Arteriovenous access is the preferred access for hemodialysis (as opposed to use of a catheter).

There are 2 types of arteriovenous access

  • Arteriovenous fistula (AVF) – native artery transposed to native vein. Native vein hypertrophies under increased arterial pressure.  This becomes fistula.  This is the preferred dialysis access (over both catheters and arteriovenous graft).  As it is native tissue it is least likely to thrombose and least likely to become infected.
  • Arteriovenous Graft (AVG) – Synthetic material used as a conduit connecting. Preferred over catheter, but less preferable than arteriovenous fistula.

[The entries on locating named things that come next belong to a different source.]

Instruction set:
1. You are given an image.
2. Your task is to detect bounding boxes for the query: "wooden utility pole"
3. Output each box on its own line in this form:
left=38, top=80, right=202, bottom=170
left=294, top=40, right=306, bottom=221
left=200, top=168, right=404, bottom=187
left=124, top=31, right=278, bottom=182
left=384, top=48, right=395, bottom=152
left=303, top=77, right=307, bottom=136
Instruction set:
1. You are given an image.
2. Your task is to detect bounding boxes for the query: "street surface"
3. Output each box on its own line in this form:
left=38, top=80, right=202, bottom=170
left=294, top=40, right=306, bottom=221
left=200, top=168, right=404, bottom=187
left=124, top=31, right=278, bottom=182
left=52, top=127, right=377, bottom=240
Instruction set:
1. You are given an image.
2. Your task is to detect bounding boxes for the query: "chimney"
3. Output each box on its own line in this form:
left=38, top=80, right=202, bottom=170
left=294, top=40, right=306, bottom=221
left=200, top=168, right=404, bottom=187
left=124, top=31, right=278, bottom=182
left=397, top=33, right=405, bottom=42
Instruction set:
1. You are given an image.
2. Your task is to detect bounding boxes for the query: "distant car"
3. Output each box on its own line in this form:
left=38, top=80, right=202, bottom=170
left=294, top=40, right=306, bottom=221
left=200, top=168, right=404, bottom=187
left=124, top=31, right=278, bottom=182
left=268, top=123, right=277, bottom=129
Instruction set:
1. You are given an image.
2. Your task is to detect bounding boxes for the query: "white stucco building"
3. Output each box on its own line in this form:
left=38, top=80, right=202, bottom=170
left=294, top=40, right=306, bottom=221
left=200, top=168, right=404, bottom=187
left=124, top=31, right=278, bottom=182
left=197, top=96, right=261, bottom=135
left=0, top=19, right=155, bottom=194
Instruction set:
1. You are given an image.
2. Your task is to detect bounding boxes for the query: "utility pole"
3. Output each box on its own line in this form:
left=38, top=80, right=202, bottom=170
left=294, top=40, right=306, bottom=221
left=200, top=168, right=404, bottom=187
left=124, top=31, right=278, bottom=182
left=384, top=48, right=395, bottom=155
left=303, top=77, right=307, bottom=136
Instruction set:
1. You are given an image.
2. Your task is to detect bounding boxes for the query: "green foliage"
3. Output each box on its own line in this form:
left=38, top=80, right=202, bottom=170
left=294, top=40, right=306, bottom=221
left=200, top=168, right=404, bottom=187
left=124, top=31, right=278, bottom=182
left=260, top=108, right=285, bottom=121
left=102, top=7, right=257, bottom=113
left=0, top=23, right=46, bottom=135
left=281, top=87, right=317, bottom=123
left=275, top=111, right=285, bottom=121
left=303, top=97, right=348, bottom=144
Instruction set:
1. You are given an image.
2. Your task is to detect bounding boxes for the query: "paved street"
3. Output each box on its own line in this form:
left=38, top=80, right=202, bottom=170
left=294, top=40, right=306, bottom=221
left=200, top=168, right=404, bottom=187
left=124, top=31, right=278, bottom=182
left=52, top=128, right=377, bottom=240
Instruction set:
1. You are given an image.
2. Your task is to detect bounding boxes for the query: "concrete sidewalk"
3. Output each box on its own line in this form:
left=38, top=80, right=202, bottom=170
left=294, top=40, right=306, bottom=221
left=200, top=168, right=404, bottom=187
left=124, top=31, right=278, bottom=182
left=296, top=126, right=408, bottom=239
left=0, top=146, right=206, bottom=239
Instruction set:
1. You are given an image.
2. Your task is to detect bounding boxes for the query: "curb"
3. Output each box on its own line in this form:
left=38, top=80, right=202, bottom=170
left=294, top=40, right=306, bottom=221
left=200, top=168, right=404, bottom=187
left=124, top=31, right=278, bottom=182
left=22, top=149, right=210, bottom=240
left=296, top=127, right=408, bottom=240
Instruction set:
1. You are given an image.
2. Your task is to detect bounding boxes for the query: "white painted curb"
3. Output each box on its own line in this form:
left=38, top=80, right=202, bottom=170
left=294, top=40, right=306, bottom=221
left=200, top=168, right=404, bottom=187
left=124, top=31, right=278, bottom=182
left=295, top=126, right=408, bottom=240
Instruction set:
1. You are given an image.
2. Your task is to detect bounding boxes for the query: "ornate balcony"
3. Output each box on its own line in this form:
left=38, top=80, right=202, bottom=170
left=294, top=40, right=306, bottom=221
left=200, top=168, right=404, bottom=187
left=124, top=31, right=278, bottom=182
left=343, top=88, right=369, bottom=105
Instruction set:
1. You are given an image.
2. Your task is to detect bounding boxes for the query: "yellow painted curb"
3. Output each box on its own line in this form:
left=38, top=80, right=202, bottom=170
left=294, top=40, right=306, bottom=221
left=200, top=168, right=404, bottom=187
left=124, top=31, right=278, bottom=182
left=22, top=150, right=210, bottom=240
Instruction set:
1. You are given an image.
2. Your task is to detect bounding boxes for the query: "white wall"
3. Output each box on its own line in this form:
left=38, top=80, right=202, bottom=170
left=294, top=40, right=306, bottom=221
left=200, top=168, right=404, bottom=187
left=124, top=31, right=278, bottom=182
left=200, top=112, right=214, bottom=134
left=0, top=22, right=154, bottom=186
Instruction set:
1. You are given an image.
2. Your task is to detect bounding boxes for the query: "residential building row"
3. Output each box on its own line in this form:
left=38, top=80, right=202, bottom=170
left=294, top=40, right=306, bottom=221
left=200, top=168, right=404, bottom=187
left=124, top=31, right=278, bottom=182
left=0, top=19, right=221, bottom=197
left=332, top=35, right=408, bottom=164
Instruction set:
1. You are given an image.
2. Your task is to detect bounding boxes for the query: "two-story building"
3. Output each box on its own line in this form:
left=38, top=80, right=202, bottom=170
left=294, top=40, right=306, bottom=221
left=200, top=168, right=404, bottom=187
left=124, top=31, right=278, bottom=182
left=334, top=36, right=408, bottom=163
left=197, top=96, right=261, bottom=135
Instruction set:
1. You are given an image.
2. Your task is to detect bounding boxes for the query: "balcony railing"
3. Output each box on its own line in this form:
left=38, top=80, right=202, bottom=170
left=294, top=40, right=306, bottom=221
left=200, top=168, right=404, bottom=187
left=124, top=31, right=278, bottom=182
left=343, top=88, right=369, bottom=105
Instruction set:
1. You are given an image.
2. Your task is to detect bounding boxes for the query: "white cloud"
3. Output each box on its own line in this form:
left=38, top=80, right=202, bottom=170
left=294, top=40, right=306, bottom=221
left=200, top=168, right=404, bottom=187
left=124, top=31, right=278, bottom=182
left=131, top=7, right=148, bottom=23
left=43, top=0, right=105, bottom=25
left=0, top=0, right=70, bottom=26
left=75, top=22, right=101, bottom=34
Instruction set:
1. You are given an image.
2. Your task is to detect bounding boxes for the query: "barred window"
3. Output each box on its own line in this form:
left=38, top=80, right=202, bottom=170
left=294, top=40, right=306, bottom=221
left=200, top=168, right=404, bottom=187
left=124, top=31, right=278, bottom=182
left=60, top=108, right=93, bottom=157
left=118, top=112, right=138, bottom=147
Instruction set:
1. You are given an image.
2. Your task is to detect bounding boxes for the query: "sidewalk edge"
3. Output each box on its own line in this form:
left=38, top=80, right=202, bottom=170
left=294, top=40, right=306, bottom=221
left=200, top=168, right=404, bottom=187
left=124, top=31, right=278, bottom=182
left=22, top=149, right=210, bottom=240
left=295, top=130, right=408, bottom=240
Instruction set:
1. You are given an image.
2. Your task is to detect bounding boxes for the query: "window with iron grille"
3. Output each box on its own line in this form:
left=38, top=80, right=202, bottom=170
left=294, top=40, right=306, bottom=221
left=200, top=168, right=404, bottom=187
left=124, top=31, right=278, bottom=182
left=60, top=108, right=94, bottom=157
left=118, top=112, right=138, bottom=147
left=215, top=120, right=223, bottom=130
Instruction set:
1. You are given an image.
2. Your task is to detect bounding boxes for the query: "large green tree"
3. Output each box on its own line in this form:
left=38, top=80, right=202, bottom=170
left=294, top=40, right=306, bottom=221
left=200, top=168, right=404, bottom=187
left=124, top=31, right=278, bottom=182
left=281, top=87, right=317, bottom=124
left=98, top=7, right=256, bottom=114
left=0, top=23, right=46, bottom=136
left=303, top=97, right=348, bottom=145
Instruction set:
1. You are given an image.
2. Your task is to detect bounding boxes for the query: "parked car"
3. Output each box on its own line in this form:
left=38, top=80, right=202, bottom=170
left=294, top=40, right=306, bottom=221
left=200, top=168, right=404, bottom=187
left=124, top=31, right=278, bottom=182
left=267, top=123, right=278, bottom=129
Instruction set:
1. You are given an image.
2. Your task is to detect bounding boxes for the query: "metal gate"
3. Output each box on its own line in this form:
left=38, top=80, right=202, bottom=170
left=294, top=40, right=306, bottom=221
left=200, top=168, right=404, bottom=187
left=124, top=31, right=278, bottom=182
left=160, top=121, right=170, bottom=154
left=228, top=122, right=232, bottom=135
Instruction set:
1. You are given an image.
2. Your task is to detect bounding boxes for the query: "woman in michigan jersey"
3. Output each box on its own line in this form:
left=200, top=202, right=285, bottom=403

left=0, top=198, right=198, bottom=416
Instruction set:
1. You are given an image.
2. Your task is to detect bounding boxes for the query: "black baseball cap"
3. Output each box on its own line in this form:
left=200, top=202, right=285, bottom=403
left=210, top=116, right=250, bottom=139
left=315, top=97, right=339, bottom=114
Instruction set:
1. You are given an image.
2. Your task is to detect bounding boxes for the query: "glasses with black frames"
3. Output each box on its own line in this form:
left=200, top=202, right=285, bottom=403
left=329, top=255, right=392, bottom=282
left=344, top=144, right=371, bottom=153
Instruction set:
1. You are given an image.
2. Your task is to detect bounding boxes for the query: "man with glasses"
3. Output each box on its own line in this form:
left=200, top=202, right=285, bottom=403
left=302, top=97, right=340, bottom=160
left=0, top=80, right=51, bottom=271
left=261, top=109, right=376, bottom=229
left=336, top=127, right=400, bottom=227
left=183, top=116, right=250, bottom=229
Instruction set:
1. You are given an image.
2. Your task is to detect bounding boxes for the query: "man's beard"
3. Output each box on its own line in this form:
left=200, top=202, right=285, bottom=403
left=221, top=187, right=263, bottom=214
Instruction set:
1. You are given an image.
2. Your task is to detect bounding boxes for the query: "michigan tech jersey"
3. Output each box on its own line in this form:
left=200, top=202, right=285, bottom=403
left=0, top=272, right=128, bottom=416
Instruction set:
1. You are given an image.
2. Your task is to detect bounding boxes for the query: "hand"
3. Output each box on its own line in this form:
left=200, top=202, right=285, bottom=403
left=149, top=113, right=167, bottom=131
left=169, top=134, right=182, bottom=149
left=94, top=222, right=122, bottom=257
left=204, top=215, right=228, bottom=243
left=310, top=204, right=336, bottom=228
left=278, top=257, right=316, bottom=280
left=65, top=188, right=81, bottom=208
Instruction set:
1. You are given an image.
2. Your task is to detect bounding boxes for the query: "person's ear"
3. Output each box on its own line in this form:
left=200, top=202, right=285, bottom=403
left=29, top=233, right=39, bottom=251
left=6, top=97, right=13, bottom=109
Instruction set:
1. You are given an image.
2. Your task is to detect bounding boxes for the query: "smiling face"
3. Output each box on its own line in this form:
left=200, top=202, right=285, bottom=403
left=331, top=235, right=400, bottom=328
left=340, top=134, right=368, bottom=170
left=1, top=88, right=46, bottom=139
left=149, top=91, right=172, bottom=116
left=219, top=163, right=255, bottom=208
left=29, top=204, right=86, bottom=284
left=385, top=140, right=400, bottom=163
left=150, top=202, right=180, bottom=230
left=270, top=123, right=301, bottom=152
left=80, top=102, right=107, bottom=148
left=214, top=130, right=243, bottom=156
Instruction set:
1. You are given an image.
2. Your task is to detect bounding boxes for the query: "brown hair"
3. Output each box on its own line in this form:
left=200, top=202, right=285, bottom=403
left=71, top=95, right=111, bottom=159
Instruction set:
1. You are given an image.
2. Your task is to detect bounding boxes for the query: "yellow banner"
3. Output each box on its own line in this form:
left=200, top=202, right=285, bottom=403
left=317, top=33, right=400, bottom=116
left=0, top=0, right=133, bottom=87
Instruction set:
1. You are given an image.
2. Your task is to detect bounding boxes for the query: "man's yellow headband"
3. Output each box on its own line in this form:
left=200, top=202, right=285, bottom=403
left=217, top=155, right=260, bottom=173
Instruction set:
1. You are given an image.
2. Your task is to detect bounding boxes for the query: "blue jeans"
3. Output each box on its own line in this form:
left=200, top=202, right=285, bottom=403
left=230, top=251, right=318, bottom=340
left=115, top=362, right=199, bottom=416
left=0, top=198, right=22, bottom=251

Types of Fistulas and grafts

AVF – Fistulas

  • Radiocephalic: Radial artery to cephalic vein. Located at wrist (base of thumb)
  • Brachiocephalic: Brachial artery to cephalic vein. Located in upper arm (elbow)
  • Basilic vein transposition: Brachial artery to basilic vein. Basilic vein is deep and needs to be transposed to the surface to allow cannulation.  Located in the upper arm.

AVG – Grafts

  • Looped forearm: Brachial artery to brachial or cephalic vein.
  • Straight forearm: Radial artery to cephalic vein.
  • Straight upper arm: Brachial artery to axillary vein.
  • Looped upper arm: Axillary artery to axillary vein.

How do you tell the difference between a fistula and a graft?  Read here.


Fistulas and Grafts: Advantages and Disadvantages

Arteriovenous Fistulas

Arteriovenous Fistulas

Fistulas require sufficiently large and healthy vessels to be feasible.  For this reason vein mapping is recommended prior to access placement.  In patients with chronic kidney disease approaching the need for dialysis it is recommended that a fistula be placed > 6 months before it is anticipated dialysis will be required.  If this type of access does thrombose it is important to attempt a thrombectomy and perform a fistulogram promptly.

Arteriovenous Grafts

Arteriovenous Grafts

In patients with chronic kidney disease approaching the need for dialysis it is recommended that a graft be placed > 3-6 weeks before it is anticipated dialysis will be required.  May be more appropriate in older patients on dialysis with shorter life expectancy as shorter maturation process will allow for shorter duration of catheter use.

Do vein mapping (typically by ultrasound) prior to access placement to assess if anatomy is suitable for AVF vs AVG.

Evaluation and Monitoring

How to assess access

  • Presence of bruit and thrill. This tells you if access is patent, if there is flow.  The flow should be of a continuous whirring type nature.  If it is pulsatile it indicates a dysfunctional access.  This suggests a venous or outflow stenosis, resulting in back pressure.

The presence of a bruit/ thrill  is sufficient to determine that a graft can be cannulated, but it does not mean the fistula is adequate for use.  To assess if a fistula is adequate for cannulation look and feel its size.  If it looks large enough for a nurse to be able to get 2 large bore needles into it, it’s adequate for use.  For this assessment you can use a tourniquet (like one used for phlebotomy).  But, don’t use a tourniquet on a graft, this can cause it to thrombose.

  • Other physical findings
    • Arm edema
    • Collateral veins
    • If you raise the arm, the fistula should collapse.
  • Look for areas of dilatation (aneurysms in AVF or pseudoaneurysms in AVG

How dialysis access (fistula) are cannulated

  • Rope ladder technique: (Puncture sites are rotated each dialysis session)
  • Buttonhole technique: (Same site is used. A tract is created using a sharp needle, these tracts are subsequently accessed with a blunt needle).  This technique is sometimes used for home or frequent (ie daily or near daily dialysis).  The benefits of this technique are less pain and that it is easier for self cannulation.  There is a concern for an increased risk of infection.  Post dialysis the tracts form scabs that need to be adequately removed and the site disinfected prior to the next cannulation.

Monitoring of Access function

  • Clinical:
    • Physical examination findings (pulsatile)
    • High venous or low arterial pressures
    • Difficulty with cannulation
    • Increased bleeding post dialysis
  • Ultrasound (transonic flow)
    • Low flow
    • Decrease in flow of > 25% from baseline

These findings suggest a venous outflow or central stenosis.  These are risk factors for access thrombosis.  Detection and intervention with a fistulogram by interventional nephrology or radiology can prevent thrombosis.  This is ideal as it may result in decreased hospitalizations and missed treatments.

Complications

Complications

Interventions

Interventions

Summary

 Arteriovenous access is crucial for hemodialysis. AVF are preferred although there may be times where AVG are necessary.  Adequate preparation for placement prior to dialysis is an important goal.  Monitor for access function and complications with physical examination, dialysis findings and ultrasound monitoring.